My last question is about the use of intranasal DNase to help keep sinus disease under control (Workshop 28). Is this something that you're at all familiar with? I can't tell if this was just a study or if its being used in some patients. Whenever we see Dr. E, he tells us that he doesn't usually see CF patients with as advanced sinus disease as Drew has until they are about 7 or 8 and that Drew is the youngest patient he has ever done surgery on. I thought that if the intranasal DNase therapy was available, it might be beneficial for us to at least try it.

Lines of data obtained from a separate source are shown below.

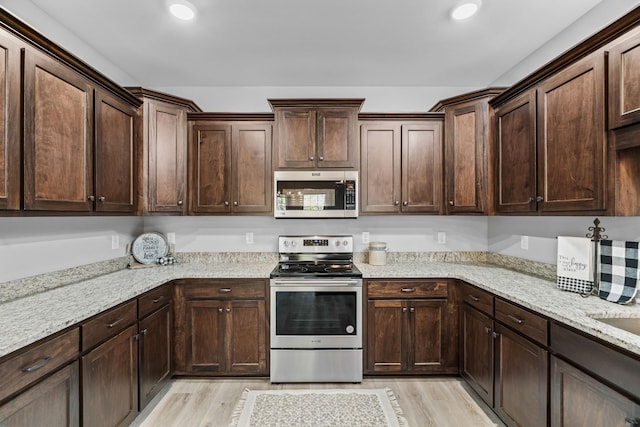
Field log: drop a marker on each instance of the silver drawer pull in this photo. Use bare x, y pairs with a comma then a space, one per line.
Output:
515, 319
111, 325
37, 366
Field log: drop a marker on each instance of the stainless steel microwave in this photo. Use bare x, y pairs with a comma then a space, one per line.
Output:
315, 194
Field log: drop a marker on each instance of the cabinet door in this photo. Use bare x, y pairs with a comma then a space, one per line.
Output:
296, 138
516, 189
380, 168
422, 168
114, 154
9, 122
245, 337
624, 90
167, 159
572, 139
385, 340
336, 138
58, 123
578, 399
464, 157
210, 169
205, 331
521, 369
427, 335
110, 381
55, 402
155, 353
477, 352
252, 178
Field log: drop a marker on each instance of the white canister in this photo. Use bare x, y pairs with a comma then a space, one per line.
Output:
377, 253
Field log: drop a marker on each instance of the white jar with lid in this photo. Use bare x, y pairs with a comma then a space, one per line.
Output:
377, 253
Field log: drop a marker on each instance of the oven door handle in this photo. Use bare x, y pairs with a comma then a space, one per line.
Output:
315, 282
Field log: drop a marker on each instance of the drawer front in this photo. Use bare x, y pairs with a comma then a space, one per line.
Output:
523, 321
407, 289
225, 289
108, 324
475, 297
154, 300
25, 368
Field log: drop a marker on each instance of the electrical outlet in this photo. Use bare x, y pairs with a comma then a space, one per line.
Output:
115, 241
365, 237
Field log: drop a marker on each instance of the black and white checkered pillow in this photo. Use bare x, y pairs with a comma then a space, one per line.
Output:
618, 270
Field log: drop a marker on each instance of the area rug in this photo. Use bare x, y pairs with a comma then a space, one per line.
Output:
318, 408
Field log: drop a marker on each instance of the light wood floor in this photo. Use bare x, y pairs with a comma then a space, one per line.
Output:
440, 402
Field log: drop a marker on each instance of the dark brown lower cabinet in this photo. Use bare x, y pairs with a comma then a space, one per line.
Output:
156, 365
54, 402
578, 399
521, 369
110, 381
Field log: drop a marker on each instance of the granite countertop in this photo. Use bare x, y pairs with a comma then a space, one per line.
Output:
30, 318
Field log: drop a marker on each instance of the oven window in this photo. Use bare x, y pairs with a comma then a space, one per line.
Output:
316, 313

I think they were all pretty good questions. The Gallium presentation was specifically of interest as we seem to be intolerant to inhaled antibiotics, at least for now. The presentation led you to believe that pseudomonas is never really truly eradicated, just hidden way far down in the lower airways and not always causing a problem. If something like Gallium can really eradicate it, I'm definitely down for giving it a try. We currently aren't culturing it, but if we do again I will probably resurface this question.

One other thing I wanted to share tonight about the CFF that is pretty incredible. They have now partnered with Pfizer on a Drug Discovery program for the Delta F 508 mutation (one of Drews!) over the next 6 years. I think people underestimate how close we are to a cure for this disease. Its funding that's keeping us from curing this - that is it. The more money, the more research and the cure will be found. Talking with the top scientists and researchers, the cure is there...we are so.stinkin.close. This is just an amazing opportunity for the CF Community. Read the article by clicking here.

Happy Thanksgiving, y'all. Hoping I have some time over this break to get some thoughts down and get some good posting done here!

1 comment:

  1. Hi there Erin! Nice to "meet" you and Drew. I am adding your blog to the CF blogroll now! I thought your questions for the doctor were fascinating - especially about cross-contamination. I'd be interested to know what the response is!